My voice is hardly feminine, but then I guess some cis women have deeper voices, too.
And you have to love the ladies’! Go in the gents and there’s piss on the floor and men who wouldn’t dare speak to each other in there. Its dark and gloomy, it stinks. Most guys don’t even wash their hands.
Go to the ladies’ and it’s a place full of joy. At Birmingham, Annie was chatting with other girls in there, plaiting their hair, laughing and joking. Sheffield was the same. Oh, and girls share the same cubicle. Don’t quite get that one, but I was all for trying it out!
And now here we are a few hours ahead of my second gender clinic appointment. Last time, I was pretty nervous, and I certainly didn’t feel happy at the end of it. Sally asked lots of awkward questions.
But now I can see that she was just doing her job and I have spent the past two-and-a-bit months thinking about what she said: “What do you really want from this process?”
She’d told me that it would be “highly unusual” for the clinic to prescribe HRT to someone like me – someone non-binary who wanted to present as male some of the time (mainly at the football) and female at other times.
Since then, I’ve asked myself why I wouldn’t be happy presenting as female all the time. And the only answer is that I’d be worried what people might think.
I now realise that I can go out there and not get stared at, which gives me confidence. The people who might not approve came into two categories: football fans and work.
The football fans don’t matter. Most of them will be fine – and those who aren’t can just “do one”. They’re not a good enough reason to hide away from my true self.

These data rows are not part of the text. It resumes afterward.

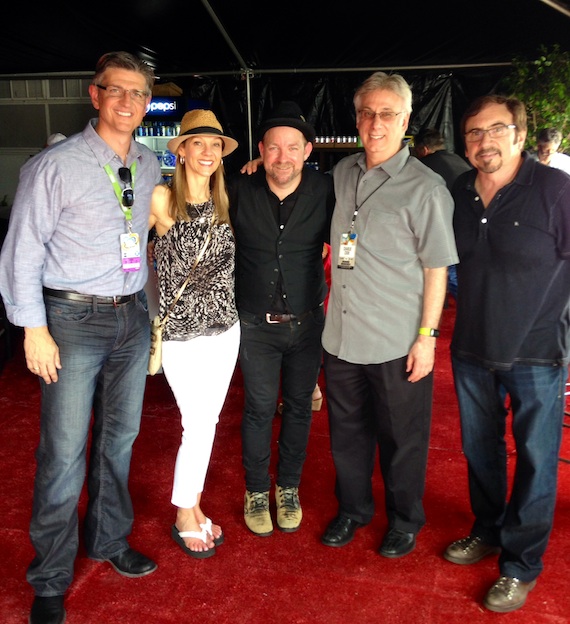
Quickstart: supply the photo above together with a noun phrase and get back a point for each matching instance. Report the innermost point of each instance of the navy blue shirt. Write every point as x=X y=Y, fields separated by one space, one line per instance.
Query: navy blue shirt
x=514 y=271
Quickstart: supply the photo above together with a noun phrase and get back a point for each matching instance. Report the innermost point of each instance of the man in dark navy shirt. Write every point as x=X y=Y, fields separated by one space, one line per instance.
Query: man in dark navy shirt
x=512 y=226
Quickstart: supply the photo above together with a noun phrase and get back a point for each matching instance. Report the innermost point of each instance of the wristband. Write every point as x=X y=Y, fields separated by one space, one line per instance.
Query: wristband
x=428 y=331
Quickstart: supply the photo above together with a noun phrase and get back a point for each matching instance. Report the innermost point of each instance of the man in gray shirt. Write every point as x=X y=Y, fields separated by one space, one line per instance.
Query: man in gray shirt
x=72 y=274
x=392 y=241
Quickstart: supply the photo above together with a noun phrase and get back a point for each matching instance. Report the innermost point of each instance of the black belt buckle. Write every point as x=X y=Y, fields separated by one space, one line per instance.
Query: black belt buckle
x=274 y=319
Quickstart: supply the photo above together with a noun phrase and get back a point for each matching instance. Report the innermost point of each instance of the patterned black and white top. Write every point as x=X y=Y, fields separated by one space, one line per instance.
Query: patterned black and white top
x=207 y=305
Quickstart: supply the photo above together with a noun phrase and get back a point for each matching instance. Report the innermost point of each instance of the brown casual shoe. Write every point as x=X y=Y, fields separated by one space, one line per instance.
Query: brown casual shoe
x=256 y=513
x=507 y=594
x=469 y=550
x=289 y=512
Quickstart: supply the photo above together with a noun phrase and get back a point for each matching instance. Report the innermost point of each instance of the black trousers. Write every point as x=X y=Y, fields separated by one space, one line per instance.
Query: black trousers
x=289 y=353
x=374 y=406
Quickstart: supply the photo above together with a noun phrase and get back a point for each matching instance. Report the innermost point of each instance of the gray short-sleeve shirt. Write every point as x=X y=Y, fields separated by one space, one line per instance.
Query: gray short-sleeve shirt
x=404 y=225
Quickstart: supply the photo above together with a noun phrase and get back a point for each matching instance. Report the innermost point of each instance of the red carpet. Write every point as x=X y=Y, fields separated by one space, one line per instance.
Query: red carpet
x=285 y=578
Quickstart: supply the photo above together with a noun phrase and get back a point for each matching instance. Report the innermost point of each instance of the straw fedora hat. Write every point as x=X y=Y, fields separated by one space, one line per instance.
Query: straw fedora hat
x=202 y=122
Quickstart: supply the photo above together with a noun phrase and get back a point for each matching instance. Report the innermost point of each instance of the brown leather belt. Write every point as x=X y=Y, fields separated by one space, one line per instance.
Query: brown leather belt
x=273 y=318
x=279 y=318
x=94 y=299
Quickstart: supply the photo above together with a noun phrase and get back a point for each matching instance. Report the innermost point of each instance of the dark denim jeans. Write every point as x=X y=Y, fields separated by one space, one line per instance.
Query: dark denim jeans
x=521 y=525
x=104 y=356
x=293 y=352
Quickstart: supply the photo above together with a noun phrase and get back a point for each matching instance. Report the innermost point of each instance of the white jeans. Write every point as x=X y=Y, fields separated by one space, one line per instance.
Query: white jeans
x=199 y=372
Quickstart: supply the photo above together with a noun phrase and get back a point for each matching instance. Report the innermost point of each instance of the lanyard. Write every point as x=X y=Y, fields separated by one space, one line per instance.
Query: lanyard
x=127 y=211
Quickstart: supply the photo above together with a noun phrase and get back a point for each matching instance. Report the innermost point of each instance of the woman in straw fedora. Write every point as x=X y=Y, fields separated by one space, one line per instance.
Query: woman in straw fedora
x=201 y=336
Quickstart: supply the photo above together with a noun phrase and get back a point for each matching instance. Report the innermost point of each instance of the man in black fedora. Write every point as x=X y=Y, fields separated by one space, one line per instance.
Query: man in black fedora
x=281 y=217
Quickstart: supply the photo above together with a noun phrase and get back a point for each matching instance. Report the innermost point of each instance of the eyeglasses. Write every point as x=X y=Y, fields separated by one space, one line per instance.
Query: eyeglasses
x=128 y=193
x=119 y=92
x=383 y=115
x=495 y=132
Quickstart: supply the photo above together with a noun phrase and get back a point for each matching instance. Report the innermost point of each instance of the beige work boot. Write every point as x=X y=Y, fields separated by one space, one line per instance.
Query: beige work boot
x=289 y=512
x=256 y=513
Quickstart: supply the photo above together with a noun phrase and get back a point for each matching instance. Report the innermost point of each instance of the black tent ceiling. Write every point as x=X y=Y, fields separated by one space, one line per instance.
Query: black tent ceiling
x=184 y=37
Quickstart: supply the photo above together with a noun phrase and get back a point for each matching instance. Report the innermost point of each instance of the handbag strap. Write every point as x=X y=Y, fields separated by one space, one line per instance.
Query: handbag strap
x=198 y=258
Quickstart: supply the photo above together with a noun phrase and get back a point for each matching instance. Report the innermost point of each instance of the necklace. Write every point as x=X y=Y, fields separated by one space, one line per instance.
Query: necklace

And work has gone really well. I’ve told loads of my contacts, and everyone has been totally supportive. And my business networking appointment with Steve Judge is in the diary.

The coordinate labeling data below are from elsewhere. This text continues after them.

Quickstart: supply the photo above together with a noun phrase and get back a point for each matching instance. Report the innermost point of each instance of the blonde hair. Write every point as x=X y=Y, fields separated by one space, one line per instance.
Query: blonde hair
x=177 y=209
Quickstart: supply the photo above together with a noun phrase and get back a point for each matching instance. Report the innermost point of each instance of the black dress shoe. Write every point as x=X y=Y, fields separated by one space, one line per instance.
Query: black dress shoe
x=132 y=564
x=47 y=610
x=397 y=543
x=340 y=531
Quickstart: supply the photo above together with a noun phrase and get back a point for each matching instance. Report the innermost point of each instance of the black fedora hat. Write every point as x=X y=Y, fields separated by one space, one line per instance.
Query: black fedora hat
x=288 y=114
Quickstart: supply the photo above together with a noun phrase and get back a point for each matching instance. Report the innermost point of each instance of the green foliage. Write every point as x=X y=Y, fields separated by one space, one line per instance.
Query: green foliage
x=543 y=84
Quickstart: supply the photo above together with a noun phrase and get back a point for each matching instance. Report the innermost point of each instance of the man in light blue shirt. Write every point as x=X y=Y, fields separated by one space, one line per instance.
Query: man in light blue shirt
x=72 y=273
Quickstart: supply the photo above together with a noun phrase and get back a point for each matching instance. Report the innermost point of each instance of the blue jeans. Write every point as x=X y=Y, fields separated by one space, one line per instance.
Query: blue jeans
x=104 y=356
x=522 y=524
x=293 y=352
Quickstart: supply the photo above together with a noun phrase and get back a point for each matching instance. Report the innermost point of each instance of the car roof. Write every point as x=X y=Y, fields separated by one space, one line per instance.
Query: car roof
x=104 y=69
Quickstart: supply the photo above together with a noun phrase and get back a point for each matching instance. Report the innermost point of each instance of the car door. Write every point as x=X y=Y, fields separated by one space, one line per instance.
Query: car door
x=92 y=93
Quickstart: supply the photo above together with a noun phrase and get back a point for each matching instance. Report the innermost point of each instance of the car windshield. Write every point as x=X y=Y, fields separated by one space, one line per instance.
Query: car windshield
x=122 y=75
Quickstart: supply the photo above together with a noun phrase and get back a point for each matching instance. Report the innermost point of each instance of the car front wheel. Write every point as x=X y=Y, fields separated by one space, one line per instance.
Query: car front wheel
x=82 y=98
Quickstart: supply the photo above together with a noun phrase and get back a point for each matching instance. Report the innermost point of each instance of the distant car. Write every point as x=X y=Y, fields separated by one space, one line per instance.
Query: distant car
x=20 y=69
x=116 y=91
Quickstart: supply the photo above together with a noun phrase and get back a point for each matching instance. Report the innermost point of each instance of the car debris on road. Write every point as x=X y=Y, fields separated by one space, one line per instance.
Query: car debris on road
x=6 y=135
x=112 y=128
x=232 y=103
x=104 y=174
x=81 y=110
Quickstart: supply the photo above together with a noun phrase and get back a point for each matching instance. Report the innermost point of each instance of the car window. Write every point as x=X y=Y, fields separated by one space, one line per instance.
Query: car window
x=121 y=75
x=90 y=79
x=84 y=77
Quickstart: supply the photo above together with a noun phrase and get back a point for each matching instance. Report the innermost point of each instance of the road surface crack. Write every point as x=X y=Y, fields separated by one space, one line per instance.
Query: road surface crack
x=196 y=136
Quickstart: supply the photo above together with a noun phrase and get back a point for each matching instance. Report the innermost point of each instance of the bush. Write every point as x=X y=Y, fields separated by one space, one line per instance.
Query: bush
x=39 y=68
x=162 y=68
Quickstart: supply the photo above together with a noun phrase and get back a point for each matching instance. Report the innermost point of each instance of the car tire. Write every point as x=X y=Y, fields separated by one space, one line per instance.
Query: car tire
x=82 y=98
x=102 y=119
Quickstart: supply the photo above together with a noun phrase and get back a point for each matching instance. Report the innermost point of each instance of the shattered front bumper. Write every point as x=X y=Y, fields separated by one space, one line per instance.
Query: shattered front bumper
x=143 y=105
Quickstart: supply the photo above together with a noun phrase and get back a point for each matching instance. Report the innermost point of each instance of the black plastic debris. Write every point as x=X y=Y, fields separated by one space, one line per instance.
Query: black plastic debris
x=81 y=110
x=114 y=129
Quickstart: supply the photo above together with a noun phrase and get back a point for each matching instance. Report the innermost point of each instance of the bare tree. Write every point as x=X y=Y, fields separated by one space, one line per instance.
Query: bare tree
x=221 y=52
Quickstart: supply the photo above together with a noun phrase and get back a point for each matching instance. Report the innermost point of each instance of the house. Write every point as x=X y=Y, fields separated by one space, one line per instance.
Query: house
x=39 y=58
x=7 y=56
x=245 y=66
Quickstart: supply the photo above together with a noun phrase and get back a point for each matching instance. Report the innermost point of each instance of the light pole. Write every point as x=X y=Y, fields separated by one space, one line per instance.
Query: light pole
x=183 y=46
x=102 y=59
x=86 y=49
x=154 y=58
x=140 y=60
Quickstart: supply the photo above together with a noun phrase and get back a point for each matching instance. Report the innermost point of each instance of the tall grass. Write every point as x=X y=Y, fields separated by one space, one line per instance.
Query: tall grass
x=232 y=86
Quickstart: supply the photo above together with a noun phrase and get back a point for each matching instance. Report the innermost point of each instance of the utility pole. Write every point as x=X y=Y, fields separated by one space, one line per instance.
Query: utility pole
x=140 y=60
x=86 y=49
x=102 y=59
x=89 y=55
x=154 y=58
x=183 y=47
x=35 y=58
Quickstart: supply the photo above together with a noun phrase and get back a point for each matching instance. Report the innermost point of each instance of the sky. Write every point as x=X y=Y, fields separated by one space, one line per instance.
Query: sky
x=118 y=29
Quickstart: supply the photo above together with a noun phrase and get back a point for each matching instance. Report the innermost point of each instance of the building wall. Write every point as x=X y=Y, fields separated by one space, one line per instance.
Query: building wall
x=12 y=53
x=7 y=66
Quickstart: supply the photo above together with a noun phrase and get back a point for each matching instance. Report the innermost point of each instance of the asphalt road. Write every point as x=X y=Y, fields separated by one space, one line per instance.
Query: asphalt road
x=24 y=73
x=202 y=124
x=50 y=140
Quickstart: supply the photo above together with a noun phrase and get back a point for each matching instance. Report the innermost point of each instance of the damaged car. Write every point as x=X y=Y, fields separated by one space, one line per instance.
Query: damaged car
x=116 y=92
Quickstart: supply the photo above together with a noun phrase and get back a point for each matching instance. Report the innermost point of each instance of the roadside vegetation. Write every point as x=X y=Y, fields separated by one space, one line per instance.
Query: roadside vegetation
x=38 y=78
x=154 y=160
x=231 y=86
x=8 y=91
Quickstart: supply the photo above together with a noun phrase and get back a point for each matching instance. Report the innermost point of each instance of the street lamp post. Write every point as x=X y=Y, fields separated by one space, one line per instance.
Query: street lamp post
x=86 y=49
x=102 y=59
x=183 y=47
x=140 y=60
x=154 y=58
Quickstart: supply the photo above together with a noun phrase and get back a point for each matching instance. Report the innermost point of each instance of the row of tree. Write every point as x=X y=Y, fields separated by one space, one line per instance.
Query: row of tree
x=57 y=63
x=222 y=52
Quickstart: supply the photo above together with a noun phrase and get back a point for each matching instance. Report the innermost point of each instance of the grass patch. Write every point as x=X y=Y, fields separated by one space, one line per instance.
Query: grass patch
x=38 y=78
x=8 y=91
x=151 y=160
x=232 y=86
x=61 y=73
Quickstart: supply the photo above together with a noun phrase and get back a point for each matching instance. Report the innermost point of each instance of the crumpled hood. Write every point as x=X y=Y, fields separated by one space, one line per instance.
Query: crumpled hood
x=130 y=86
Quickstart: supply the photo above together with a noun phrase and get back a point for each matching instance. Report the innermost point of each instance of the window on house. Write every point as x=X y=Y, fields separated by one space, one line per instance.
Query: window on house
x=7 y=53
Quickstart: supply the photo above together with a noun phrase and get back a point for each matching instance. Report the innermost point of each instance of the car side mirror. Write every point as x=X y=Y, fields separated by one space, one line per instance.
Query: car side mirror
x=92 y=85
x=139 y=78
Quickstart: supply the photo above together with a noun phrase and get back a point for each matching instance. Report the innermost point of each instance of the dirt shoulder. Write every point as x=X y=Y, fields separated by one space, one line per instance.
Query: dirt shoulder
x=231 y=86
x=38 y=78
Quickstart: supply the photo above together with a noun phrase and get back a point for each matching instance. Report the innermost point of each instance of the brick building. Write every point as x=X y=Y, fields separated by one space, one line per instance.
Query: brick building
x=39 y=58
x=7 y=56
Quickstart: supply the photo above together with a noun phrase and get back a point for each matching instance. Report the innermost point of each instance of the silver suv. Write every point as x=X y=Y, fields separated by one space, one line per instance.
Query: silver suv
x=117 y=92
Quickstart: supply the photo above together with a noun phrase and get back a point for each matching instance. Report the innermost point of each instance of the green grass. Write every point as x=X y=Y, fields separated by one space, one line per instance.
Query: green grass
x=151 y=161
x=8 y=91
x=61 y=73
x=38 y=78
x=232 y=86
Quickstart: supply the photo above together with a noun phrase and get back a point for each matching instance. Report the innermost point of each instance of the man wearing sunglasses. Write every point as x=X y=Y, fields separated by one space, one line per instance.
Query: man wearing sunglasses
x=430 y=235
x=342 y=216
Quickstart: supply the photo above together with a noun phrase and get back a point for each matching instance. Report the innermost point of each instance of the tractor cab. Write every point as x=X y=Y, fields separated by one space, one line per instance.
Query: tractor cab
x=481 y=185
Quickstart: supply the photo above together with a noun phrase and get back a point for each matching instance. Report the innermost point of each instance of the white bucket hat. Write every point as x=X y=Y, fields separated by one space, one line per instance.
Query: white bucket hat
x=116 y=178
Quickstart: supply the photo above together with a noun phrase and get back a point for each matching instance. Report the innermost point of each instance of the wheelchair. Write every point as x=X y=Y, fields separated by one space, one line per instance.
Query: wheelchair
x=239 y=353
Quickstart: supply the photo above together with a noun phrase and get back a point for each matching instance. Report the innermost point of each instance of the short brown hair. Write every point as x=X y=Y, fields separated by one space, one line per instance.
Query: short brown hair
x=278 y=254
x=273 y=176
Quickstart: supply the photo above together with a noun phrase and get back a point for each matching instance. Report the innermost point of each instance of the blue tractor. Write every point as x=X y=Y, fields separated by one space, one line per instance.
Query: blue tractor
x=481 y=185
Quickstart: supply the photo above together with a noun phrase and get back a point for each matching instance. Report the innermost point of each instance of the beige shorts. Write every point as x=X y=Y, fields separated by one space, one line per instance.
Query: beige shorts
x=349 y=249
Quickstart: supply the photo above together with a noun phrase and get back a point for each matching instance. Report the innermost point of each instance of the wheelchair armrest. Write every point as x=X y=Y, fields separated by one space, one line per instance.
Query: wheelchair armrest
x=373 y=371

I’m pretty nervous about that – but then I’m pretty nervous about networking anyway. I just need to get a killer skirt suit and smash it! Getting out of my comfort zone is important.
Other than that, I’m counting down the days until I spend a week with Annie in Santorini, Greece. I’m going to spend the whole week en femme – even at the airport with my bloke passport (“transgender” in Greek is “transgender” – I’ll answer any awkward questions) and I can’t bloody wait.
There’s still a lot to do – I still need to “come out” on Facebook, to update all the authorities with me new name and to keep telling work contacts.
But I’ve made a lots of progress made since that last GIC appointment, and I’m really not concerned about the one later today. Needless to say, I shall write about how it went right here.
Wish me luck – but I don’t think I’ll need it!